Severo Jurado López

Personal information
- Full name: Severo Jesus Jurado López
- Born: 9 September 1988 (age 37) Seville, Spain
- Website: juradodressage.com

Sport
- Country: Spain
- Sport: Equestrian

Achievements and titles
- Olympic finals: Rio de Janeiro 2016, Tokyo 2020

Medal record
Equestrian
Representing Spain
World Championships for Young Horses
| Gold medal – first place | 2015 Verden | Individual dressage 5 years old horses |
| Gold medal – first place | 2016 Ermelo | Individual dressage 6 years old horses |
| Gold medal – first place | 2017 Ermelo | Individual dressage 7 years old horses |
| Gold medal – first place | 2018 Ermelo | Individual dressage 6 years old horses |
| Gold medal – first place | 2019 Ermelo | Individual dressage 7 years old horses |
| Bronze medal – third place | 2017 Ermelo | Individual dressage 6 years old horses |

= Severo Jurado =

Spanish equestrian (born 1988)

Severo Jurado Lopez (born 9 September 1988) is a Spanish Olympic dressage rider. Representing Spain, he competed at the 2016 Summer Olympics in Rio de Janeiro where he finished 5th in the individual and 7th in the team competitions. His Olympic horse was the chestnut gelding Lorenzo.
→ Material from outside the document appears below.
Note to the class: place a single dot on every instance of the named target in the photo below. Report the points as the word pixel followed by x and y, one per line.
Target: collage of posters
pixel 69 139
He was also part of the Spanish Olympic team during the 2020 Summer Olympics, finishing 38th in the Grand Prix and 21st in the Grand Prix Special with his horse Fendi.

In 2015, 2016 and 2017 he won the World Championship for Young Horses with Fiontini.
In 2017 he got the bronze medal in the World Championships for Young Horses with Quel Filou.
In 2018 he won the World Championships for Young Horses with D'Avie.

Severo has competed in the European Championship on Deep Impact (De Niro x Rubinstein) in 2017 in Gothenburg (Sweden) and also the World Equestrian Games in Tryon (USA) in 2018.

== Controversies ==

In 2024, he was accused of being involved in a money laundering network, headed by Alessandro Bazzoni and Siri Evjemo-Nysveen, dedicated to the purchase of polo horses with money from corruption in the Venezuelan oil company PDVSA through the companies CGC One Planet and Clareville Grove Capital.